Ah Hock’s life shows us this development; despite his efforts and sense of responsibility, his bosses, of Chinese origin, did nothing for him; poorly paid, rather small bonuses, few prospects.
These themes are also developed in “Strangers on the Pier“, a great autobiographical essay. Tash Aw can’t get his father to talk about the past. The grandparents come from Fujian and Hainan. They are immigrants; one cannot talk about their weaknesses and poverty, which is a handicap, must be hidden as much as possible.
It is at the end of school that children really perceive the class differences and the very diverse futures that await them. As a teenager, Tash Aw, who spends his holidays in the village of his maternal grandparents, felt that he is moving away from the rest of the family, that he risks becoming a stranger.
– “The Survivors”, a successful novel:
We appreciate the tone of the book, sometimes some distance, sometimes a little sadness; obvious stylistic qualities. It is a very elaborate novel, as the author says: “writing is a craft and a vocation…I have always believed in giving the writing the respect it deserves”. A book that the author obviously cares about.
The composition is complex; the introductory chapter is a summary of the book’s plot. We play between the past and the present, between the hero’s youth, his life as a married man and a foreman, his interviews with Su Min after his years in prison; there is no chronological progression.
The character of Su Min is too present, she is a trendy young woman, a student in the United States, vegan and lesbian; she is the opposite of Ah Hock. But she has a personality which is not really interesting and who serves as an interlude in the book. Only one point deserves attention: as an interviewer, she takes control; the book to be published is in fact her own, Ah Hock is only the support.

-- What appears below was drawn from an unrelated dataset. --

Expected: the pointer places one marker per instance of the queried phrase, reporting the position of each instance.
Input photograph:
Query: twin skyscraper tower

Ah Hock is an endearing character, a friendly murderer. In fact, murder is much less important to the author than his reflection on the life of his hero. Ah Hock doesn’t feel involved in this murder, nor in the verdict. He does not remember Ashadul’s face and it was in court that he learned his name. It is not surprising to learn that Tash Aw is an admirer of Albert Camus’ “The Stranger”.

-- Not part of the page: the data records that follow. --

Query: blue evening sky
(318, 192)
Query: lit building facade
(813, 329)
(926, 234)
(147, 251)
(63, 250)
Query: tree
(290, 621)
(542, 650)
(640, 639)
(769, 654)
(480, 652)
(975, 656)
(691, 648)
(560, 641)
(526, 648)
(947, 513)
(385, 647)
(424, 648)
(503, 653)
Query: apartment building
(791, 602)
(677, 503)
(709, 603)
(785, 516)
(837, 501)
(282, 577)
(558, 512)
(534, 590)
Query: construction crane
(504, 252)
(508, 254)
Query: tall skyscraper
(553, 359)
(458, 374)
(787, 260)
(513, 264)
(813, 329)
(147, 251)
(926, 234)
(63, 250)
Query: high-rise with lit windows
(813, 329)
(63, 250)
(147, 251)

The characters are sometimes a little weak, for example Keong, the hero’s childhood friend and evil genius. Similarly, one can regret that the tempo of the second half of the novel is less sustained than that of the beginning.
It is also surprising that the Malays hardly appear in the book while claims for economic equality with Chinese citizens have been the cause of conflicts and discrimination that still exist.
But Tash Aw knows how to approach serious problems with nuance and without a hidden agenda. He has written with talent an honest novel that makes us experience with pleasure and from the inside some of the most serious problems of Malaysia.
1- Tash Aw, “Le Tristement célèbre Johny Lim” (translation of “The Harmony Silk Factory”!) Robert Laffont, August 2006, 420 pages.
2- Tash Aw, “La carte du monde invisible”, translated by A. Neuhoff, Robert Laffont January 2012, 444 pages.
3- 3- Tash Aw, “A Five Star Billionaire”, translated by J.F. Hel Guedj, Robert Laffont, September 2015, 448 pages.
4- Tash Aw, “The Face, Strangers on a Pier”, Restless Books, 2016, 78 pages.
5- Tash Aw, “We, the Survivors”, Fourth Estate, 2019, 326 pages.